Research in the Tsavo and Masai Mara ecosystems in 2008-2009 demonstrated high numbers of households consuming bushmeat (up to 68%), which have devastating implications for Kenya’s wildlife and tourism revenue. To address this, bushmeat training modules and educational materials have been developed for over seventeen wildlife clubs and environmental educators in the Tsavo and Masai Mara ecosystems to address increasing hunting for local and regional consumption of wildlife. Today these materials are being shared with counterparts in Uganda to address bushmeat issues in the national parks. In addition, BEAN affiliates organized Kenya’s first ever bushmeat symposium which brought together wildlife professionals to share the latest information on bushmeat challenges with the goal of starting a collective dialogue on addressing the problem. A follow-up symposium will be held in 2012 to examine progress made and where efforts within the conservation community should be focused.

Scout training

Through law enforcement workshops and discussions with conservancy leaders, an assessment of needs in the Masai Mara was conducted with institutional and financial support from BEAN, Wildize and the Museums of Kenya. Two main challenges were a lack of a formal database of poaching information, and the need for training of community scouts. To address this a training manual and brochures for community scouts were developed and subsequently an informal training on monitoring, record-keeping, and reporting of bushmeat hunting sites and incidents for eight game scout groups (24 men in total) was held from January–July 2010. Working in wildlife dispersal areas with GPSs, the scouts are now tracking data including the number of snares, number of carcasses, estimated weight of dried meat, volume, confiscated poaching equipment, active snaring sites, active and inactive poacher camps, data entry and mapping of data. This data is now used to track poaching trends.
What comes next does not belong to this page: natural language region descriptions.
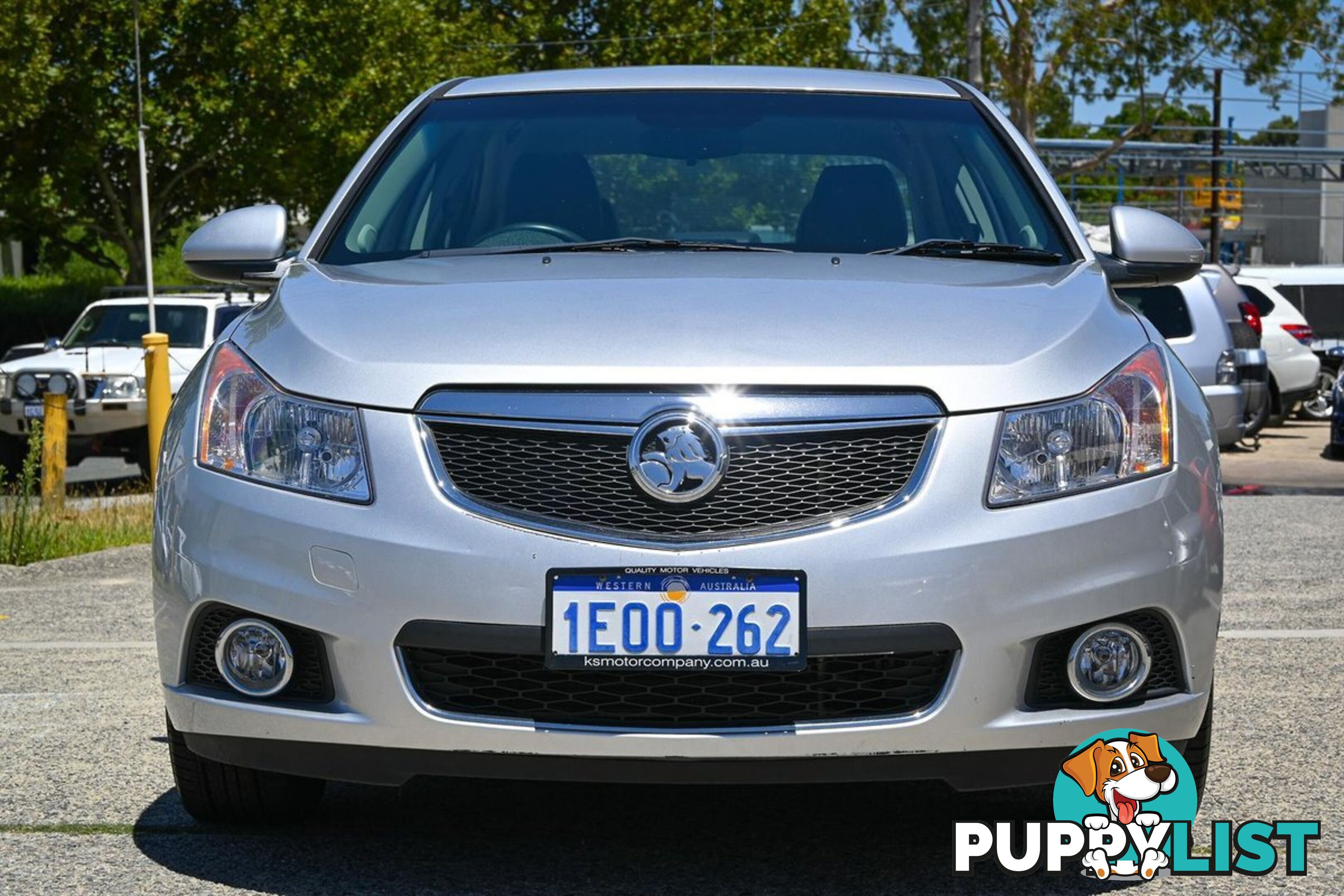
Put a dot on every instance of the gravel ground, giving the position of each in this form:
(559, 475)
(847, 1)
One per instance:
(86, 800)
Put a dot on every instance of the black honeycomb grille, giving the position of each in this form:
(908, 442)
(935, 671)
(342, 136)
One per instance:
(772, 483)
(1049, 686)
(521, 687)
(309, 683)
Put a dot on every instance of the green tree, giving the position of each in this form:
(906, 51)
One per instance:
(1040, 51)
(1167, 122)
(275, 100)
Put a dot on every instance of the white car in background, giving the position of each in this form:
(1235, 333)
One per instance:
(1287, 338)
(104, 367)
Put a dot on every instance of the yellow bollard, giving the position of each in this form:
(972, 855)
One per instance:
(158, 393)
(54, 432)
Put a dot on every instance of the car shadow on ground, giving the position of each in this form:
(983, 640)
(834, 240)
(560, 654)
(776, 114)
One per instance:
(525, 838)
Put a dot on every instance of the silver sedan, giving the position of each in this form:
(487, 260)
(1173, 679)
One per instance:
(684, 424)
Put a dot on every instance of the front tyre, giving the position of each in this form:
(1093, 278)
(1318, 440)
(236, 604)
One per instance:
(1319, 405)
(217, 792)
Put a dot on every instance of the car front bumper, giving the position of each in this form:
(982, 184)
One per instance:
(88, 418)
(1001, 579)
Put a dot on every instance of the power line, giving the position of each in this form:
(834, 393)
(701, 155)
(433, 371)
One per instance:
(672, 35)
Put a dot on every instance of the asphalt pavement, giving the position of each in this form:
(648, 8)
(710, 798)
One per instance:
(1287, 460)
(88, 805)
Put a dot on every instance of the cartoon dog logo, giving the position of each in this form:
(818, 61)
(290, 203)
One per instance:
(1123, 774)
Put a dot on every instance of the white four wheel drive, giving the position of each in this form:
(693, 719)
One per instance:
(105, 370)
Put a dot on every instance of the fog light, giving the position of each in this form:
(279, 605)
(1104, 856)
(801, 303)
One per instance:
(254, 659)
(26, 386)
(1109, 661)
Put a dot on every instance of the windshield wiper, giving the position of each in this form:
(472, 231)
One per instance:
(971, 249)
(619, 245)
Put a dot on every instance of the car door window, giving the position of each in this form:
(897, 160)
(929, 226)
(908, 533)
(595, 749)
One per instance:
(228, 315)
(1164, 307)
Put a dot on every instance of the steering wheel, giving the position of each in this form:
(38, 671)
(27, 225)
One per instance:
(554, 233)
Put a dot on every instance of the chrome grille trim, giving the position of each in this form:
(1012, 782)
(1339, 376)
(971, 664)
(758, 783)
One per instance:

Bringing professionals together

In Kenya results of research conducted by BEAN founding members in 2008 demonstrated the challenges over wildlife ownership and the poor mechanisms for information management and sharing. To address this, the first-ever bushmeat symposium was organized by BEAN founding members in 2009. This workshop brought together over 16 wildlife and donor partners to discuss the bushmeat crisis. Not only did this raise the profile of bushmeat within the wildlife network, but it also served as a platform to build relationships between organizations to work together on bushmeat, and resulted in the creation of a Kenya Wildlife Service’s point-person on bushmeat. In 2012, Kenya held a second symposium bringing together stakeholders and government to address bushmeat within the Wildlife Policy and Wildlife Bill.Nearly 50 wildlife professionals participated in the symposium. A report on this can be found here. Similar efforts in other BEAN countries may follow based on country-specific needs.